自分がストーカーならどうする、と篠原は考える。

車で出発した息子。車内には運転手と息子の二人だけ。

車内に突入したいところだが、どうやって。


「あ、」

「そう!その通り!」

「まだ何も言ってません」

「あ、そう?ごめんごめん」


島山の笑顔に篠原もぷっ、と吹き出す。

島山が所長だからこそみんながついてきている、そんな気がした。


「どこかで待ち伏せする、ですか?」

「うん」


例えばここからも見える家を出て最初の曲がり角。

それなら息子が乗った車が進むルートを知らなくてもそこを車が通るのは確定だ。


しかも家から離れているからストーカーが相手をするのは計画通り運転手と息子の二人だけ。


「なんらかの手を使って車を止める。で、中に入る」

「うん。俺もストーカーならそうするな」


鏑木と藤井はそれも読んでいるだろう。

ということは運転手は鏑木だ。


鏑木と藤井の乗った車にストーカーは突入するということになる。


「日が暮れたら三叉路に行くぞ」

「はい」


マンションから見える最初の曲がり角、三叉路を島山が指さす。篠原はその指先を見て強く頷いた。


だんだんと藍色が広がっていく。

遠くに見えるビルにわずかに残ったオレンジがしがみついているようだ。


篠原が空を見上げると一番星が光っていて、その周りの星たちが次々と顔を出してきた。

夜が訪れて少し冷たくなってきた空気が身を引き締めてくれる。

さっきから何も話さなくなっていた島山が篠原の方を向いた。


「そろそろ行くか」


こんな時なのにどうしても外せない会食に出掛ける息子が出発する時間が迫っている。

息子をコピーした藤井哉太は今頃家の一室で警備員に囲まれているだろう。


「大丈夫なんですかね。藤井さん」


鏑木には先ほど会ったが、息子の身代わりとして家にいる藤井にはまだ篠原は会っていない。

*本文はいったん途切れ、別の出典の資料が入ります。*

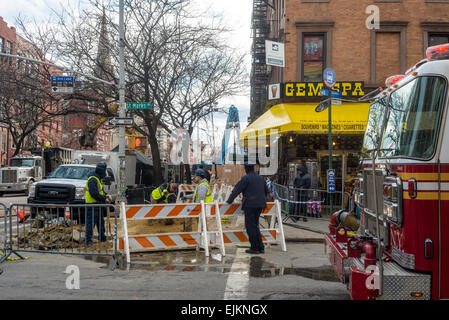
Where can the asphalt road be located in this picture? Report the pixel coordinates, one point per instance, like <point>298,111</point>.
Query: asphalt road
<point>301,273</point>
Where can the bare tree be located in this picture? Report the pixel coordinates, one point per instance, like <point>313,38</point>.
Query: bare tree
<point>26,99</point>
<point>174,58</point>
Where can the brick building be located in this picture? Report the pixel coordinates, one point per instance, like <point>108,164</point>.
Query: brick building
<point>337,34</point>
<point>7,41</point>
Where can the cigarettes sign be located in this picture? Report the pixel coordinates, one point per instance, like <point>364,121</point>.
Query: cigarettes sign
<point>274,52</point>
<point>274,91</point>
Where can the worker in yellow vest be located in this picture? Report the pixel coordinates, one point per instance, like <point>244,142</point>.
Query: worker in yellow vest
<point>96,195</point>
<point>203,190</point>
<point>165,193</point>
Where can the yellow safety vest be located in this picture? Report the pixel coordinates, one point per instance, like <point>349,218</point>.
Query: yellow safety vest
<point>158,193</point>
<point>89,198</point>
<point>208,194</point>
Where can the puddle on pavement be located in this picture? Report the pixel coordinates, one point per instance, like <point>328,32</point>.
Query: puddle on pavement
<point>194,261</point>
<point>259,269</point>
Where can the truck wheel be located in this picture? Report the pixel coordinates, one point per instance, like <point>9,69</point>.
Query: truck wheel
<point>27,191</point>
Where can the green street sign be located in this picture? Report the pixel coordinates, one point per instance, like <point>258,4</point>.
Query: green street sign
<point>138,105</point>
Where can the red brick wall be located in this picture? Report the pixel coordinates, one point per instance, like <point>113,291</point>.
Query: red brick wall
<point>351,39</point>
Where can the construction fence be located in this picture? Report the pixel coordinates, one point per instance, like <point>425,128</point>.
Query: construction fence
<point>313,203</point>
<point>59,229</point>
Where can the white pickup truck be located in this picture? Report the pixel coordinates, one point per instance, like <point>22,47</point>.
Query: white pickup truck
<point>21,174</point>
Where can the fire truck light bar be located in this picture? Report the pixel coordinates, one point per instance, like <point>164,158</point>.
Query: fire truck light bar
<point>440,52</point>
<point>393,79</point>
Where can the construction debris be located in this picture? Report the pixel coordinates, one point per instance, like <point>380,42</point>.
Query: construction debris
<point>56,236</point>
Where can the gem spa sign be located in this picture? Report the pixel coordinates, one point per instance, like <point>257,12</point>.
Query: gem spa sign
<point>349,89</point>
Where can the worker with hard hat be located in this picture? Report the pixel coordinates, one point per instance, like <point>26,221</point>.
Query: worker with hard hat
<point>165,193</point>
<point>96,195</point>
<point>203,190</point>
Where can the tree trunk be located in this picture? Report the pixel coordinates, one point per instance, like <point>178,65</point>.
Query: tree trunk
<point>158,179</point>
<point>188,174</point>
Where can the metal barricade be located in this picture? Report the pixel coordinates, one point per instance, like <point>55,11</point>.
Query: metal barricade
<point>62,229</point>
<point>3,230</point>
<point>303,203</point>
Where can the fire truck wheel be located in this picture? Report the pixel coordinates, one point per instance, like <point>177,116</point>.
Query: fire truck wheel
<point>28,187</point>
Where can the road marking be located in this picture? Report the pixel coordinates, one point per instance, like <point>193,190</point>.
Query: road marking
<point>238,280</point>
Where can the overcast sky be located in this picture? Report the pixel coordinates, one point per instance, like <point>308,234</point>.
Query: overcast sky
<point>237,14</point>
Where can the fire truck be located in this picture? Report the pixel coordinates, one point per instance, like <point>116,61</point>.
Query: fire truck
<point>401,248</point>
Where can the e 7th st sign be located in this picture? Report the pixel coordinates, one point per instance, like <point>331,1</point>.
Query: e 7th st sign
<point>121,121</point>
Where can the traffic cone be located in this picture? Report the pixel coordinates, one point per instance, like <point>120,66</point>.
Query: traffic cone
<point>67,212</point>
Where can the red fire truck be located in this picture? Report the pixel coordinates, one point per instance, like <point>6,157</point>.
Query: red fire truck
<point>401,249</point>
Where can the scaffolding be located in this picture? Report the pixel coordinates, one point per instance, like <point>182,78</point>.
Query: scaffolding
<point>259,72</point>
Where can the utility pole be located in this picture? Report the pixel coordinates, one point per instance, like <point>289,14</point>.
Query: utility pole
<point>122,111</point>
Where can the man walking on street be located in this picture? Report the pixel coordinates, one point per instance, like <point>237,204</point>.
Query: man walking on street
<point>202,191</point>
<point>302,184</point>
<point>254,190</point>
<point>165,193</point>
<point>96,195</point>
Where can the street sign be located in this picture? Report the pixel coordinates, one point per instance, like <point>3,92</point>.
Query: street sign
<point>138,105</point>
<point>331,181</point>
<point>274,53</point>
<point>121,121</point>
<point>322,106</point>
<point>329,78</point>
<point>336,102</point>
<point>335,94</point>
<point>62,84</point>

しかも普段はウォッチの藤井を島山が心配してここにいることを考えると、会ったことのない篠原でも不安を感じるところだ。


「大丈夫だとは思うんだけどさ。

あいつまだこの事務所に入って2年経たねえからな」

「え。2年経ってないのにもうウォッチとかコピーとかやらされてるんですか?」

「バカやろ。入ってすぐにやるんだよ」


篠原が目を見開く。

島山が大きな口を開けてははは、と笑った。


「なんだお前、その鉄砲食らった鳩みたいな顔は!」

「鉄砲食らったら鳩死にますよ。豆鉄砲です」

「なんでもいいよ。

俺は一応両方できるけど基本ウォッチなんだよ。

だから篠原、お前はまずコピーからな」

「そんなむちゃくちゃな。

そりゃ豆鉄砲喰らった顔になりますって」


面接にやってきてその場で採用と言われてから普通の職場ではないことはわかっていたが。


はあ、とため息をついて篠原が天を仰ぐ。

いつのまにか藍色の空は星でいっぱいになっていた。


「行くぞ!篠原!」


静かな夜を切り裂くように島山のデカい声が響く。

背は高いが、細身の島山の背中が見えたくもないのに篠原には大きく見えた。


「ヤダヤダヤダ」


そう言いつつも大きく見えてしまった背中を追いかける。

ここまで来たら篠原はもう島山に着いていくしかなかった。